Because of the uneven vaccination schedules, it will be critical for campaigns to activate and optimize in real-time using dynamic location targeting, featuring geofencing. Local in this context should eschew traditional Nielsen Designated Market Area segmentation. The local approach I’m talking about should account for the expected variances — which stores, restaurants and car dealerships are open? Which are not? Will they gradually ramp up in terms of store hours and days open? Are they offering their full suite of products/services?
Finding high-affinity zones for brands
This granular approach will do no less than transform digital advertising paradigms well beyond the pandemic. This shift will be bolstered by the new ability to target consumers molecularly without running afoul of privacy regulations like the California Consumer Privacy Act. Brands can now target areas within circumscribed walking or driving time from stores as well as pinpoint high-affinity zones for their brands.
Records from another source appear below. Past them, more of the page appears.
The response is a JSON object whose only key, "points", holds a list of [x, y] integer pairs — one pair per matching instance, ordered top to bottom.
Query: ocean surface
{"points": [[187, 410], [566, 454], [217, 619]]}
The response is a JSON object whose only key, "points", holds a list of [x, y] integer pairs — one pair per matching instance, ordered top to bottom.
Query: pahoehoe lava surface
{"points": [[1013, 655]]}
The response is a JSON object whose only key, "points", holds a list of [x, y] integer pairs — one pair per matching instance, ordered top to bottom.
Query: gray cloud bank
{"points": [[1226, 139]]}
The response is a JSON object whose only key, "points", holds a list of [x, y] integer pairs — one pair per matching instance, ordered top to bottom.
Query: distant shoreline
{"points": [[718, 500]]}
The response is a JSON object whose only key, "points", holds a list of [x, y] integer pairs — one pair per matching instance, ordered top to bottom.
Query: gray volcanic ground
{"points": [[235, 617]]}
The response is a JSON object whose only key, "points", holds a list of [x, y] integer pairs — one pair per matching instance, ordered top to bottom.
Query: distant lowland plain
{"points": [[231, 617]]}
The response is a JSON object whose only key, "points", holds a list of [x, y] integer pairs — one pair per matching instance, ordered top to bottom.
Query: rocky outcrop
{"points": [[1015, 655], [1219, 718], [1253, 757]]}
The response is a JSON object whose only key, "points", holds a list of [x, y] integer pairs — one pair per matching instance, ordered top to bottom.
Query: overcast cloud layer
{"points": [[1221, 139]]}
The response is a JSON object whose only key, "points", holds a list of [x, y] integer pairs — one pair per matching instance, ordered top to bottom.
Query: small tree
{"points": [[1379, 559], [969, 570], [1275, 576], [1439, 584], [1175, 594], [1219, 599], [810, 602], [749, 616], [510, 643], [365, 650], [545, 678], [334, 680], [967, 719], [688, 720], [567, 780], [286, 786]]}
Geofencing should map every county in your brand’s national footprint. Privacy-first, location-based technology automates dynamic creative optimization and vicinity to generate more efficient spend. Through daily monitoring, brands will be able to shift dollars in a flash to optimize spending to make the most impact of your messaging. As an example, the evolving vaccination rate within a particular locality can force brands to shift on a dime from a branding message to one that is more performance-driven. To refine further, even among those store locations that have reopened, there will be different priorities from store-to-store. Some will want to drive in-store messaging while others will want to push drive-thru, click and collect or delivery.
Staying in the loop
This highly sophisticated practice creates a constant feedback loop. Between Q3 and Q4 in 2020, consumer propensity for 30-minute traveling distances increased by 363% compared to the 191% growth observed for 15-minute traveling distances. This feedback is valuable in indicating that stores might have experienced a notable shift in consumer compensation — adding more consumers willing to travel longer distances — or it could indicate that the same folks were more willing to travel further for shopping because of the time saved by not commuting during the pandemic.
This gradual reopening period will likely have its twists and turns during the next three months, but advertisers are no strangers to turbulence and surprises in normal times much less during a pandemic. The juggling act of balancing public health and economic health has been the throughline the past year. And now, we have even more muscle memory than ever to remain steadfast, brave and flexible in responding to whatever challenges come our way. The proverbial light at the end of the tunnel is getting brighter. Spending the next 100 days to sharpen our strategies will be critical as to how quickly and successfully we can return to the broad daylight of normal.